Chitosan/Nanohydroxyapatite/Hydroxyethyl-cellulose-based printable formulations for local alendronate drug delivery in osteoporosis treatment

Abstract

Osteoporosis is a silent bone disease and a growing health issue. Despite recent progress in diagnosis and treatment, effective therapeutic strategies are still needed. One of the possible solutions is the implantation of engineered drug-releasing scaffolds at the disease site. To boost this approach further, we aimed to develop printable materials (the inks) for the construction of patient-specific 3D scaffolds with drug-release capability. The inks were composed of chitosan – a natural osteoinductive polysaccharide, nanohydroxyapatite – a natural bone matrix ingredient improving mechanical properties, sodium alendronate – a bioactive drug, and hydroxyethyl-cellulose – a filler improving printability. Printed scaffolds were crosslinked with citric acid or KOH. After coating with collagen and gelatin, they demonstrated biocompatibility with the adipose-derived mesenchymal stem cells and MG-63 cell line.

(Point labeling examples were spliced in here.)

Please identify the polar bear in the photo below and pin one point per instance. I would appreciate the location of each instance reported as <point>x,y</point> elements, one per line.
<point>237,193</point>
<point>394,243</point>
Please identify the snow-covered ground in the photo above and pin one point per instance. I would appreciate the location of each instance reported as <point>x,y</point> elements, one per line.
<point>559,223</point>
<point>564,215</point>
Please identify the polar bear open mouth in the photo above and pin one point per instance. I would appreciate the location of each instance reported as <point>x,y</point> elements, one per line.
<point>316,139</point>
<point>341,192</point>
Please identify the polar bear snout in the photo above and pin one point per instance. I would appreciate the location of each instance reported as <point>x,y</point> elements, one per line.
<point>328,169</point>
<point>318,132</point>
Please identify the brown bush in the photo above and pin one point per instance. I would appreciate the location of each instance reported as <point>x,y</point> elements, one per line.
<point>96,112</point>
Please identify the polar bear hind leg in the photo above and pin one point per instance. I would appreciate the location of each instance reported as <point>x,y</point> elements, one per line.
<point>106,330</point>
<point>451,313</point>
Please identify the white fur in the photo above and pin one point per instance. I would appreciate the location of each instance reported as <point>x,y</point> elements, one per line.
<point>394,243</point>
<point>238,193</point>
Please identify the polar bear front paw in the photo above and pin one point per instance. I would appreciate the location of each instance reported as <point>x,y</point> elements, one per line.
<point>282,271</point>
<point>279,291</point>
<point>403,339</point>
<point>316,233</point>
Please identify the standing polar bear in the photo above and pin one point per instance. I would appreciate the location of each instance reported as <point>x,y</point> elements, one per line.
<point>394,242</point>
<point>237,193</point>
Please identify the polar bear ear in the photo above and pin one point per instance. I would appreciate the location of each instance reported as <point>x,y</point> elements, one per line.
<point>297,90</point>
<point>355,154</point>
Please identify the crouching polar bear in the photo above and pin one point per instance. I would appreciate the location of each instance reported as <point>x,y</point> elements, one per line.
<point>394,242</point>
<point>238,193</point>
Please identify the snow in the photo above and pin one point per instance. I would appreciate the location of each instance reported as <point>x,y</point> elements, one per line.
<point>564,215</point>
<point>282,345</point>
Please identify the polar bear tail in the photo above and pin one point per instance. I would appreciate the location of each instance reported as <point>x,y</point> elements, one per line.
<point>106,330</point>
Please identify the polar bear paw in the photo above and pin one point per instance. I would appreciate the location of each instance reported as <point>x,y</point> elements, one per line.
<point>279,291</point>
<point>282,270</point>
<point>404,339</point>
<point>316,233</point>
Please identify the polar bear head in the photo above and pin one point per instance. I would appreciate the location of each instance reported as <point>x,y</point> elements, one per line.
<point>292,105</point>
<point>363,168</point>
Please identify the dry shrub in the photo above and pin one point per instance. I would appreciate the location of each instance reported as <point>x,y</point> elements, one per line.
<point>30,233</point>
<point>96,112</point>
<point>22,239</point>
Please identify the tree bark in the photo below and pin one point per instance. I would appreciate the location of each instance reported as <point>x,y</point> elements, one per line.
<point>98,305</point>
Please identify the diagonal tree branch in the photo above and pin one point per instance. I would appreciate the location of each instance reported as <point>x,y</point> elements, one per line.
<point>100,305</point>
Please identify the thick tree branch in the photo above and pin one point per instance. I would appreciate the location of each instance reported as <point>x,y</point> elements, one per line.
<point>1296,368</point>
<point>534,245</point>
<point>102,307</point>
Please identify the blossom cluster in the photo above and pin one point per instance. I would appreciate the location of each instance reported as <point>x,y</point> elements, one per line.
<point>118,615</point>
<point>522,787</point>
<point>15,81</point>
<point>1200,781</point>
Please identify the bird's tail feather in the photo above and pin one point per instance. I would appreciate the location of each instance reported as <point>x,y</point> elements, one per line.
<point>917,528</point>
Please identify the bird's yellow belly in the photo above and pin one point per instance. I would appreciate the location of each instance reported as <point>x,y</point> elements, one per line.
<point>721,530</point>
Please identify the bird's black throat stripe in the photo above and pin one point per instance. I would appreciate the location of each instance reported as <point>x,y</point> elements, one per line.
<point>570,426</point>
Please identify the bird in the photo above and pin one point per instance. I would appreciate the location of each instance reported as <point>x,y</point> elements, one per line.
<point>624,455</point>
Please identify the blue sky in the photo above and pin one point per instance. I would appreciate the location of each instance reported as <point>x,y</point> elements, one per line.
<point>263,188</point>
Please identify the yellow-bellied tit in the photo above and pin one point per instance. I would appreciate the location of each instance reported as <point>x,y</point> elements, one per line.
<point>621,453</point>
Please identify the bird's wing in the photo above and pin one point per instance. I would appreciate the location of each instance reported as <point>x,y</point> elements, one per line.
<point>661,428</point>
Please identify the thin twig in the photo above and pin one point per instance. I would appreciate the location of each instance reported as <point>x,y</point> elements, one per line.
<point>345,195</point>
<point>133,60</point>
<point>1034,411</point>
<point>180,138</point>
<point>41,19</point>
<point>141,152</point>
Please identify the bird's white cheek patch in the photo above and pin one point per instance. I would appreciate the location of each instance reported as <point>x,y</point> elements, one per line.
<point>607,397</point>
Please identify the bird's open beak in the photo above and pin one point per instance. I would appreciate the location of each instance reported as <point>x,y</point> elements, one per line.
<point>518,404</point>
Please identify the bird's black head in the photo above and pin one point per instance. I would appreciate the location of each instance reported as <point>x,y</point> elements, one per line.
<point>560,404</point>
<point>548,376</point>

They also showed a sustained release of alendronate for 50 days, causing a significant reduction in the expression of the osteoclast-specific gene markers that indicated the osteoclast-inhibiting capacities of these coated scaffolds. This work demonstrates the potential of developed printable materials to find applications as cell and drug carriers for the treatment of osteoporosis.